A proposed model describing the role of trans-acting factors in the establishment of imprinting in the PWS/AS domain. Top, maternal chromosome: Multiple protein factors bind the AS-IC (red) in the oocyte and protect its DMR from undergoing methylation (empty lollipops). An interaction between AS-IC and PWS-IC (blue) is achieved through separate DNS elements located on each IC. The interaction protects PWS-IC from methylation as well. In parallel, PWS-IC is marked (curved arrow) with an epigenetic modification that is maintained throughout the preimplantation period (yellow star). By implantation, DNA methyltransferase (Dnmt in green box) is recruited to gradually methylate PWS-IC (curved arrow, filled gray and black lollipops). AS-IC becomes methylated by the global wave of post implantation methylation. Bottom, paternal chromosome. Trans-acting factors are either not present, or fail to bind the methylated AS-IC in sperm (filled lollipops). This can be postulated based on the observed absence of Dmrbp in androgenetic ES cells, that express paternally derived genes, and based on its inability to bind a methylated DMR sequence as was demonstrated by in vitro experiments (4). Thus, AS-IC is inactive and leaves PWS-IC, which is a CpG island, unmethylated and active throughout.

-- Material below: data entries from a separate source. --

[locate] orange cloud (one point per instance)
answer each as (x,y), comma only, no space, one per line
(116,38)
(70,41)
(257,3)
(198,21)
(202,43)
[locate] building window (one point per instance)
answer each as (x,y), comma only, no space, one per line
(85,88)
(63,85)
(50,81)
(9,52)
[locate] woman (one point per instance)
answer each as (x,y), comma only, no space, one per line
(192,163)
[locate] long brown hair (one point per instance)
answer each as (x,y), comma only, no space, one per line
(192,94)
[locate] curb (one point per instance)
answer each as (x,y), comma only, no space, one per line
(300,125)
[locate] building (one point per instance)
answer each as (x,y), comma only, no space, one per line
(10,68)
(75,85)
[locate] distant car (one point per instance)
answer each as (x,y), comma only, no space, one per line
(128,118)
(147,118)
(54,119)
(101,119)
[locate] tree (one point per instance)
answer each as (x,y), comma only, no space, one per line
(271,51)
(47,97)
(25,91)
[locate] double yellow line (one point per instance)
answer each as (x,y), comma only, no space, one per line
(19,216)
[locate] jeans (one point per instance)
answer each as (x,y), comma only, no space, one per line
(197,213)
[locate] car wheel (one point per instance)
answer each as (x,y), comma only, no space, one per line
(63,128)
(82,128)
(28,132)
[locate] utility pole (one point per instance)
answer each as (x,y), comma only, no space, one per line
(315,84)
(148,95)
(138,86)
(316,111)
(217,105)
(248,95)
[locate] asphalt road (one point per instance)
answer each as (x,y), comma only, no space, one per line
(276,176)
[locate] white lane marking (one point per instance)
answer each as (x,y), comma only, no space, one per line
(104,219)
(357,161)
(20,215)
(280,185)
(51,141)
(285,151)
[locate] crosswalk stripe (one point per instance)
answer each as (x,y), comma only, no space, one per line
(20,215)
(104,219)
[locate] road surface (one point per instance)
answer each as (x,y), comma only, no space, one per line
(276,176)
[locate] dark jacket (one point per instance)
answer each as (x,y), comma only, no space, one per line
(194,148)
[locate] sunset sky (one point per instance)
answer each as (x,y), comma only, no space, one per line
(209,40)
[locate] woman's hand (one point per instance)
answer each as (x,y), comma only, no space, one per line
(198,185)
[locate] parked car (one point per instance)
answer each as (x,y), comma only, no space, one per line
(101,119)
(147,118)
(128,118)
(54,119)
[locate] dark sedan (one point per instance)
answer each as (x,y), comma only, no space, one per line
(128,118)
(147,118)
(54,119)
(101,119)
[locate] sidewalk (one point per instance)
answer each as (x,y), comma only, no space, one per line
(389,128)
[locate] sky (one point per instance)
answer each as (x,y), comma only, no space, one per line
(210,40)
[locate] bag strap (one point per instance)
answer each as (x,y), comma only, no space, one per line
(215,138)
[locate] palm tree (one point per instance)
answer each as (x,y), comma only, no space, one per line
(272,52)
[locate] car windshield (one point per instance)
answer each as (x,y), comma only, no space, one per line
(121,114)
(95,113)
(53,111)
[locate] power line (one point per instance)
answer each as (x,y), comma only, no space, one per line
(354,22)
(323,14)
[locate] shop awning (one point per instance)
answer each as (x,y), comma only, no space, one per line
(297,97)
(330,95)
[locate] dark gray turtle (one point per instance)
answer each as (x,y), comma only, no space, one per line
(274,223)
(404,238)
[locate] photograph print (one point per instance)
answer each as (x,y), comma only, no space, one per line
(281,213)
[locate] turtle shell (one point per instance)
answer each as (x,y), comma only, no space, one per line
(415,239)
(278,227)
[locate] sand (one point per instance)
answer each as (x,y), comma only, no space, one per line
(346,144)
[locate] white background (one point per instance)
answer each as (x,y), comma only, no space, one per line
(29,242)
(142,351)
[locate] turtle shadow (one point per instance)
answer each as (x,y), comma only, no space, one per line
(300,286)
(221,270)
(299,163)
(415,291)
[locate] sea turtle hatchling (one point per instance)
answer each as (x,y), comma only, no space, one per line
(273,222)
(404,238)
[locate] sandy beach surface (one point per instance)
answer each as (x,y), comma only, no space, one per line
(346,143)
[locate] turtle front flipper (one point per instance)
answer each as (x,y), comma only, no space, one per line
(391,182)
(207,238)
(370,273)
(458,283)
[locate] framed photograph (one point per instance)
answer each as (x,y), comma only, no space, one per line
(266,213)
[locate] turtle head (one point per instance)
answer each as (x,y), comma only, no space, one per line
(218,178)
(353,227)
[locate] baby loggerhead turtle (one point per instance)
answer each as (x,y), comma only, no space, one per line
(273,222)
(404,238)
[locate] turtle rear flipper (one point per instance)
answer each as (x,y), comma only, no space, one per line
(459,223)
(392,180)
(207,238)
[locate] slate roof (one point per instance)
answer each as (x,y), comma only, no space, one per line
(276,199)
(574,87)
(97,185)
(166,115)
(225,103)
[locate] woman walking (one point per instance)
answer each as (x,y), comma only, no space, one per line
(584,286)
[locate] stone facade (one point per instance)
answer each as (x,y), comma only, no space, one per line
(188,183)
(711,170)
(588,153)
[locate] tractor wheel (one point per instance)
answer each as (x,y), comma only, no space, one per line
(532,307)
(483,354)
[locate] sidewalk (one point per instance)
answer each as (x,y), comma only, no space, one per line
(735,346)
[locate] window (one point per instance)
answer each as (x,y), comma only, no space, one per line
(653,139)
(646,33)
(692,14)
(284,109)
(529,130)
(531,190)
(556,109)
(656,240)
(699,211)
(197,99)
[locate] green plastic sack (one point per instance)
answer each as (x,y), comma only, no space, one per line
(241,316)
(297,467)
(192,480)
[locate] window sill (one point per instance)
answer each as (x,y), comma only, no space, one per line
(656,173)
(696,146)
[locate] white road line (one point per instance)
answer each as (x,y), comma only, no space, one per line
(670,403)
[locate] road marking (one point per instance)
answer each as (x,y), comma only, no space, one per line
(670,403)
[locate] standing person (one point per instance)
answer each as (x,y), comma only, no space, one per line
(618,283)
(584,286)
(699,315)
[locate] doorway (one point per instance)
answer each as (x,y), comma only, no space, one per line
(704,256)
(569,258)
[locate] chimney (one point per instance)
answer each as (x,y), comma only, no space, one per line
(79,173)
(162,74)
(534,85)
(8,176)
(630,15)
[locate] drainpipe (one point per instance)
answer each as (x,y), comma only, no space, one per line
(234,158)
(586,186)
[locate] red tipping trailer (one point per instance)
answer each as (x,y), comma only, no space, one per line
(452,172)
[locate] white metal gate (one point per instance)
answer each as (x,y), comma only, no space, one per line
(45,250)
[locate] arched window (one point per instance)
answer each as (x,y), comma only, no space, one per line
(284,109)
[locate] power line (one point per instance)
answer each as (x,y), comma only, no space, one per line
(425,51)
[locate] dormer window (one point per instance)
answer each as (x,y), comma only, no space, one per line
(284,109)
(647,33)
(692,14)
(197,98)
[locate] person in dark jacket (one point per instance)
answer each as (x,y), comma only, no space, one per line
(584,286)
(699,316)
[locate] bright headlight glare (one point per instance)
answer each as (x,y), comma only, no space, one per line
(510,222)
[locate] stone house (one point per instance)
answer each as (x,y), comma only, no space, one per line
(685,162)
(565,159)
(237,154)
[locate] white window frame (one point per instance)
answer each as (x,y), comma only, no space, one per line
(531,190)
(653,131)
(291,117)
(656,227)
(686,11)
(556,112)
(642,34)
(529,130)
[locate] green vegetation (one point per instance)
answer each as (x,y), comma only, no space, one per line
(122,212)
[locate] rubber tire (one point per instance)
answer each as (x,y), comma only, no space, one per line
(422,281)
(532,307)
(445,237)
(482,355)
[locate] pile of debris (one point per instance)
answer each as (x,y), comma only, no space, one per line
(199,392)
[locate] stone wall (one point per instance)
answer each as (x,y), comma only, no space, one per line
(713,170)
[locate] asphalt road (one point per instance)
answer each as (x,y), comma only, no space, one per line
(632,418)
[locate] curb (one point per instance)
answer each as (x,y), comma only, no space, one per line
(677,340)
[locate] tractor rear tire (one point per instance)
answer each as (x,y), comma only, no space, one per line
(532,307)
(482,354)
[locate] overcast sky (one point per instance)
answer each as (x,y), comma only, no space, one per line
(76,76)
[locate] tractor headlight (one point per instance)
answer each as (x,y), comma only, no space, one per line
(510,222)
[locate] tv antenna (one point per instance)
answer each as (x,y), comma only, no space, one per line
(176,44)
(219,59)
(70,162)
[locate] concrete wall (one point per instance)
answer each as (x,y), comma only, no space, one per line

An additional effect of the mutations in AS-IC on the methylation of PWS-IC was deduced from the results obtained with the mutated transgenes. In contrast to the unmethylated state of PWS-IC in the WT transgenic oocytes, PWS-IC was substantially methylated in the oocytes harboring the mutated transgenes (Fig. 3B). Paradoxically, this early maternal methylation of PWS-IC in the mutant lines is associated with a maternal unmethylated state of PWS-IC in the adult (Fig. 3A). The aberrant methylation of PWS-IC in the mutated oocytes was erased following fertilization, as is the case for AS-IC. But in contrast to AS-IC, PWS-IC was not remethylated post-implantation (compare Fig. 4 A with B). This is very likely due to the CpG island nature of PWS-IC, and the lack of an epigenetic mark that is normally established on PWS-IC during oogenesis to cause its methylation later in development (Fig. 5). This result implies that AS-IC plays a role in maintaining the unmethylated state of PWS-IC in the oocyte, which is critical for its methylation later in development. It should be emphasized that the effects of the mutations on the methylation of AS-IC and PWS-IC in the gametes are exclusively maternal. In sperm, no difference was observed between the WT and mutant methylation levels in either of the ICs (Fig. 3C).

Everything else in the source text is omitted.